Maya, 50, (Kristin Hutchinson) returns to the crumbling shell of the flat where she grew up, reliving the past through the stories her little sister used to tell through the wall. Maya, 25 (Jasmine Blackborow) returns to the freshly plastered flat where she grew up, reliving the past through the stories her little sister used to tell through the wall.

As Maya’s memories blur, the imagined nightmares of her childhood taint every event. She channels her fear into trivial things – it’s easy to be momentarily scared of a silly story before laughing off your terror in the sudden bright light.

Hutchinson’s monologue is dark.

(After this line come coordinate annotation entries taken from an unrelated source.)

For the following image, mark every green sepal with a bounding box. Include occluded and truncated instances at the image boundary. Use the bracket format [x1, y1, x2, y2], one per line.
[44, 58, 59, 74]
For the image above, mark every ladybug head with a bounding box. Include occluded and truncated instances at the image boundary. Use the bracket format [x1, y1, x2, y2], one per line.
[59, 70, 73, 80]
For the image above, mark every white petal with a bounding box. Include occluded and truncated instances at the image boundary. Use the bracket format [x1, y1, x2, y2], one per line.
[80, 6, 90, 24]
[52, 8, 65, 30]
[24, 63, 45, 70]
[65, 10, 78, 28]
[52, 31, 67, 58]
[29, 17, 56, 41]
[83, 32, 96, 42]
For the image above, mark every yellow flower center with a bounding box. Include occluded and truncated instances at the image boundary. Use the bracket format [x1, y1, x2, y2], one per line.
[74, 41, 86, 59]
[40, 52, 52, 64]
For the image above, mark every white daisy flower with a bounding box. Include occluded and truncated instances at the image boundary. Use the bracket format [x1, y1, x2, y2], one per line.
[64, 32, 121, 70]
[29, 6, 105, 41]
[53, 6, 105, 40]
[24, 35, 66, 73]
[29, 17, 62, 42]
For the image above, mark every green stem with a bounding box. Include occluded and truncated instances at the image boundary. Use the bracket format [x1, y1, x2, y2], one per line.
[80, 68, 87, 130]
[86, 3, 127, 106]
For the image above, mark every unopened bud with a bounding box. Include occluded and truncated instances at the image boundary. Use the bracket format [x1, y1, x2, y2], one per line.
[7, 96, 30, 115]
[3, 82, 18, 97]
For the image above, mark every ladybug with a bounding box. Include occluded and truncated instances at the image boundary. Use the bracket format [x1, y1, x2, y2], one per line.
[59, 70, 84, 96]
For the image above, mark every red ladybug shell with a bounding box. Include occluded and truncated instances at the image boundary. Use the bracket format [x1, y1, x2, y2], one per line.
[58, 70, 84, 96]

Her eyes stare, the stories are sinister and creepy and a chill settles over the audience. The sound and lighting design reflect the tone of her performance; bare lightbulbs flicker and throw long shadows on the bare bricks as the low, threatening soundtrack rumbles in the background.

When Blackborow takes to the stage, she tells us the same stories but in a lighter tone. She is gossiping rather than trying to scare us, relaying her second hand stories as if for approval. The stager is better lit, she uses more props and it feels distinctly less like someone is about to be murdered.

It’s an effective production but one that feels a little contrived. Having two actors perform the same monologue and extract different meaning from it is an interesting experiment, but ultimately one that fails to make its point coherently. The performances are both strong but Robyn Winfield-Smith’s direction could have been bolder in drawing out the contrasts between the two.

Grey Man is, at face value, an entertaining evening of storytelling. However, it clearly has greater potential and higher ambitions, with hidden depths which allude to the spectre of mental illness. If this was better articulated, the play would undoubtedly make a more urgent point.